Hasta mahpus Aysel Tuğluk'a özel baskı yapılıyor

Eski HDP milletvekili Aysel Tuğluk'un yargılandığı Kobane davasında tahliye kararı verilmişti. İleri düzeyde demans hastalığı çeken Tuğluk hakkındaki karara, 5 ayrı devlet kurumu itiraz etti. Ankara Cumhuriyet Başsavcılığı, Emniyet Genel Müdürlüğü, Jandarma Genel Komutanlığı, Adalet Bakanlığı ve MİT Müsteşarlığı tahliye kararının bozulmasını istiyor. Ankara 22’nci Ağır Ceza Mahkemesi, itirazları yerinde bulmayarak ayrı ayrı retlerine karar verdi. Nihai kararı ise Ankara 23’üncü Ağır Ceza Mahkemesi verecek. Tuğluk hakkında Kobane davasında tahliye kararı çıksa da yargılandığı ilk davadan aldığı kesinleşmiş ceza yüzünden serbest bırakılmamıştı. Hasta mahpusların serbest bırakılması çözüm sürecinden bu yana hep konuşuldu. Son olarak Adalet Bakanı Bekir Bozdağ, 22 Temmuz'da yeni bir düzenleme yapacaklarını söylemişti. Bu düzenleme gelmedi ve Adalet Bakanlığı, kendine bakamayacak durumdaki Aysel Tuğluk'u hapiste tutmak isteyen kurumlardan biri olarak öne çıktı.  İHD Merkezi Hapishane Komisyonu'nun hazırladığı listeye göre Türkiye hapishanelerinde 651'i ağır olmak üzere 1517 hasta mahpus bulunuyor.

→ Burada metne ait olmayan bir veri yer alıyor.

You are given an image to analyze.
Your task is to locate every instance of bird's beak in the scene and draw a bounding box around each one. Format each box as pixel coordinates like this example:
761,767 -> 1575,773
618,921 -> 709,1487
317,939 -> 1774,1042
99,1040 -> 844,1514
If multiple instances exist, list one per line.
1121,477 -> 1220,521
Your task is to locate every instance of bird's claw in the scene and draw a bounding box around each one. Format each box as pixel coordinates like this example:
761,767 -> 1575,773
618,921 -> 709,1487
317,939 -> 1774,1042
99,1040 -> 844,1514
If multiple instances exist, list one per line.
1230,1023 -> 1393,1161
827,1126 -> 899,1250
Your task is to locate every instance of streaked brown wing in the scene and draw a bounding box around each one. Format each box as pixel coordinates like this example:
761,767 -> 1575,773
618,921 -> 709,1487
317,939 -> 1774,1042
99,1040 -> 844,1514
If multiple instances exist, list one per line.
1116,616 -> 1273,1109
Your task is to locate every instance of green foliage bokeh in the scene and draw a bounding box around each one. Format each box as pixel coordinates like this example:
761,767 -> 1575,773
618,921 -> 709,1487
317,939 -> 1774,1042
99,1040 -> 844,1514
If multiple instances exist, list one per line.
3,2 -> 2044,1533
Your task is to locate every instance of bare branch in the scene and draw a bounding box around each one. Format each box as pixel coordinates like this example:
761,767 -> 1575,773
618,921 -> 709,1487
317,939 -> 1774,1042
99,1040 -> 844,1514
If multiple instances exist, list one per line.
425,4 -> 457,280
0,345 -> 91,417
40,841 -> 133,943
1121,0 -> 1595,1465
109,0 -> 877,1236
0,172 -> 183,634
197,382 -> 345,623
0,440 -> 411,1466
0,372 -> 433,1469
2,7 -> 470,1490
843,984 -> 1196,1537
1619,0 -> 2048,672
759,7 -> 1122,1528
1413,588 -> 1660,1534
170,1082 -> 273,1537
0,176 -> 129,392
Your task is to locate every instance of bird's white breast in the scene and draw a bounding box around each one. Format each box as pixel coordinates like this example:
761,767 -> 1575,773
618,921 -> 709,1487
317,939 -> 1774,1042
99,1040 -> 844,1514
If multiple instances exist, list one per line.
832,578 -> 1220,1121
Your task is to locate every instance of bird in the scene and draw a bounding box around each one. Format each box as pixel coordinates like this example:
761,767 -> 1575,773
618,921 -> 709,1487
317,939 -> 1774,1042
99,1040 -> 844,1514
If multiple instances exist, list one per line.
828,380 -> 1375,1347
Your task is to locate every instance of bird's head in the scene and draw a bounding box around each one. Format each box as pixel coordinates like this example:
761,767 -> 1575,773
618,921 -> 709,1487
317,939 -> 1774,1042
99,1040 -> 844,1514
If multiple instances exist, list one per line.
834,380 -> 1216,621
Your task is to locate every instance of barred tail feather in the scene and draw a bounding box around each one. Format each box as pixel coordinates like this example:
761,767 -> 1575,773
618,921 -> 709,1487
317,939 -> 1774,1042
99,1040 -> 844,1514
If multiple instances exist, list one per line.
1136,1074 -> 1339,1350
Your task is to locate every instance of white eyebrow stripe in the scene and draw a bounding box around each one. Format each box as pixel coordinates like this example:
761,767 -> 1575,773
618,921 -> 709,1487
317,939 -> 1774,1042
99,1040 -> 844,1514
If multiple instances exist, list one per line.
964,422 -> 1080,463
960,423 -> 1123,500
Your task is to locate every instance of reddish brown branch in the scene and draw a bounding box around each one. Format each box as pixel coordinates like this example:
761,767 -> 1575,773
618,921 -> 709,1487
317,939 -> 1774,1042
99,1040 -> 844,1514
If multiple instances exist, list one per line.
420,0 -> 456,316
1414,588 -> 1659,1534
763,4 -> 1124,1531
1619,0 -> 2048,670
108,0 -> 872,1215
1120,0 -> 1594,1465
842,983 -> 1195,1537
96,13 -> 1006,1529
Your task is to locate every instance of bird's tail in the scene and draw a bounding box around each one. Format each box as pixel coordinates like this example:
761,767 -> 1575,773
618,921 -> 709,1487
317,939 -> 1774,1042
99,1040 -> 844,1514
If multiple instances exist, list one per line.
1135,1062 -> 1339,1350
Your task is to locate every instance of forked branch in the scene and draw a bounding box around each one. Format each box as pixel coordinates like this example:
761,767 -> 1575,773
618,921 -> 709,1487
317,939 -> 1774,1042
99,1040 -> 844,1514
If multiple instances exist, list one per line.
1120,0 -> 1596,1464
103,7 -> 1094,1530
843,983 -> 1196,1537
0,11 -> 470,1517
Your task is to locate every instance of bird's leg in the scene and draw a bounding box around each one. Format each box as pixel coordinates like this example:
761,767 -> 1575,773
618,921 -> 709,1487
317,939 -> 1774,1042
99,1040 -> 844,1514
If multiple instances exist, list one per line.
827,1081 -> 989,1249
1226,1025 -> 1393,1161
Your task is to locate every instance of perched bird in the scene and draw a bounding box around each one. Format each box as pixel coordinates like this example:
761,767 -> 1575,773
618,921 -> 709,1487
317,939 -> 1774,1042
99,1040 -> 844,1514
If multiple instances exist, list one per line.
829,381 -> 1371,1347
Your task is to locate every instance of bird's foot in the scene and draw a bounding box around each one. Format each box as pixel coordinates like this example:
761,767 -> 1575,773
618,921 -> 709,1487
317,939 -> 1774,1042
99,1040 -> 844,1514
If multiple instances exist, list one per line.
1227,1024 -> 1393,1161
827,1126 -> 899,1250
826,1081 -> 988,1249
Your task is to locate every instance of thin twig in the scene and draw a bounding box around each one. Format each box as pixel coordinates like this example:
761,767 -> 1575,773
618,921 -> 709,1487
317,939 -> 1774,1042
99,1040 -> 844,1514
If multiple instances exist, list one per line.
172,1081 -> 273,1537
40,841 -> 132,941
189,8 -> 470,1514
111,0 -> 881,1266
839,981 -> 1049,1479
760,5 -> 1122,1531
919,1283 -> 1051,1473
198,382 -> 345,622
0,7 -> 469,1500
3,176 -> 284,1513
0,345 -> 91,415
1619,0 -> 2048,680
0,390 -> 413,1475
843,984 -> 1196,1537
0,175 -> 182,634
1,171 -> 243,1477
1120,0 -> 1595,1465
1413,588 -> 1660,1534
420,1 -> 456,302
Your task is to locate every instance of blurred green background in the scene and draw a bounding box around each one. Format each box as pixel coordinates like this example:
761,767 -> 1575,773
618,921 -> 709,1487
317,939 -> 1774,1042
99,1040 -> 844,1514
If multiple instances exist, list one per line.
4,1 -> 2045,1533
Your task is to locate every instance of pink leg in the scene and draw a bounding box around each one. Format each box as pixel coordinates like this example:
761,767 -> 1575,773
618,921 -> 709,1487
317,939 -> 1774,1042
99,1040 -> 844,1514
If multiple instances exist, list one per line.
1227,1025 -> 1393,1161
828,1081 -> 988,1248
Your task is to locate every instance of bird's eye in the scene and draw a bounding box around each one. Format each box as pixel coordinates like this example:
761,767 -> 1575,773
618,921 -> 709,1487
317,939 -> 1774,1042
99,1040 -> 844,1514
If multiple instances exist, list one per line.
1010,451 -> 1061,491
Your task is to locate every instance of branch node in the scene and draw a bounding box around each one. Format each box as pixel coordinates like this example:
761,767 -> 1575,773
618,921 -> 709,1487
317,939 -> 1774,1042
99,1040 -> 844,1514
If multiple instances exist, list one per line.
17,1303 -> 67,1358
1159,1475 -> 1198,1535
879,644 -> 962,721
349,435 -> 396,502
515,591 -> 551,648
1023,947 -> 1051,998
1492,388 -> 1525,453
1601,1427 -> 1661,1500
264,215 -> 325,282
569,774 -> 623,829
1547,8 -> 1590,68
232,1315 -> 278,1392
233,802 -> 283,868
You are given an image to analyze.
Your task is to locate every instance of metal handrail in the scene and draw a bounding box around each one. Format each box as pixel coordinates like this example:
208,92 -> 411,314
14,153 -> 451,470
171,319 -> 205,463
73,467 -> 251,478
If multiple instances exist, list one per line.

Aysel Tuğluk için 1000 Kadın: AYM kararı kabul edilemez bir tutumdur

28 Şubat darbecisi Çevik Bir, demans hastalığı sebebiyle tahliye edildi. Anayasa Mahkemesi, aynı hastalığı yaşayan Aysel Tuğluk'un serbest bırakılması için yapılan başvuruyu ise reddetti. Aysel Tuğluk için 1000 Kadın grubu AYM kararı üzerine bir açıklama yaptı. Açıklamada şunlar söylendi: "Aysel Tuğluk’un cezaevinde tek başına yaşamını idame ettiremeyeceğini, hastalığının her geçen gün daha da ağırlaştığını gösteren çok sayıda bilimsel rapor, reçete ve belge Anayasa Mahkemesi’nin önünde duruyordu. Ama AYM, siyasi saiklerle hareket eden Adlî Tıp Kurumu’nun adaletsiz raporlarıyla karar verdi. Hem de büyük çelişkilerle! AYM ‘nörolojik rahatsızlığın zamanla ilerleyebileceği, bir başkasının yardımı olmadan zorunlu ihtiyaçlarını karşılayamaz, cezaevi koşullarında hayatını yalnız idame ettiremez duruma gelebileceği ihtimali’yle tedbir kararı verirken, Aysel Tuğluk’u cezaevi koşullarına mahkûm etti. Tarihe geçecek bu çelişki yalnızca bu ülkedeki adaletsizlik silsilesine eklenecek yeni bir vaka değil, bir insanın, hasta bir mahkumun, Aysel Tuğluk’un yaşamına mal olacak kadar ağır sonuçlar doğuracak, kabul edilemez bir tutumdur! Hem de çok kısa bir zaman önce demans hastası Çevik Bir’in tahliye edildiği şu şartlarda bu apaçık siyasi bir karardır. Biz, ülkenin ve dünyanın dört bir yanından binlerce kadın olarak Aysel Tuğluk’un göz göre göre unutmaya, unutturulmaya mahkum edilmesine izin vermiyoruz! Kaybedecek bir gün bile yok, Aysel Tuğluk derhal tahliye edilerek bir an önce tedavi olanaklarına kavuşturulmalı. AYM kararı sebebiyle kararın muhatabı olan Kocaeli Cumhuriyet Başsavcılığına bir kez daha yapılacak olan hukuki başvurunun, Aysel Tuğluk’un hemen tahliyesini içeren taleplerin de takipçisiyiz.”